As heads of state and government jetted out of Morocco on Tuesday after formally adopting a U.N. deal on migration, NGOs raised doubts about its implementation on the ground and the high seas.
The Global Compact for Safe, Orderly and Regular Migration — finalized at the U.N. in July after 18 months of talks — was formally approved in Marrakesh on Monday in a ceremony attended by representatives of 164 governments.
A host of European politicians including German Chancellor Angela Merkel have firmly endorsed the deal, even as the US and a string of other countries have shunned it amid a wave of anti-immigrant populism.

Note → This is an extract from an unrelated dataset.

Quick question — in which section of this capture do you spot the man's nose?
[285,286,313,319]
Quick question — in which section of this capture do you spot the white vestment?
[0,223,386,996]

While welcoming the agreement, the medical charity MSF and the International Federation of the Red Cross and Red Crescent (IFRC) pointed to policies by EU states that sit uneasily alongside the pact's commitments to save lives and "eradicate trafficking in persons."
"What we see right now is that months of government policies on migration are ... deepening the suffering of migrants by basically offering them on a plate to criminal organization networks," said Joanne Liu, international president of MSF.
Last week, her organization was forced to abandon its search and rescue missions in the Mediterranean — a key crossing for migrants and refugees traveling from Africa to Europe.
The charity's vessel Aquarius has been blocked at the French port of Marseilles since losing its Panamanian registration and flag in September, amid what it has called a smear campaign led by Italy.
Both Liu and the IFRC charged that European powers have facilitated the detention of migrants in Libya.
"We have been very vocal in saying Libya is not a safe place," Liu told AFP on the sidelines of the Marrakesh conference.
But "European governments have basically been using public money to ... finance detention centers in Libya."
IFRC president Francesco Rocca hit out at the EU for policies he said pushed migrants back to the highly unstable North African country, including the training of a nascent Libyan coastguard.
"Nobody should be sent back to Libya. This is unacceptable. You cannot send anyone back to a place that is not safe, and we know perfectly well that Libya is not safe," he told AFP.
'Feels like a balance'
Billed as the first international document on managing migration, the compact lays out 23 objectives to open up legal migration and discourage illegal border crossings.
Many NGOs have raised concerns that it is non-binding, raising further questions about whether its provisions will be implemented.
"States are not obliged to respect" the deal, said Michel Prieur of the International Center for Comparative Environmental Law.
Prieur was also disappointed that environmental factors feeding into migration — including climate change, natural catastrophes and industrial disasters — merited only three paragraphs in the 35 pages of the pact's text.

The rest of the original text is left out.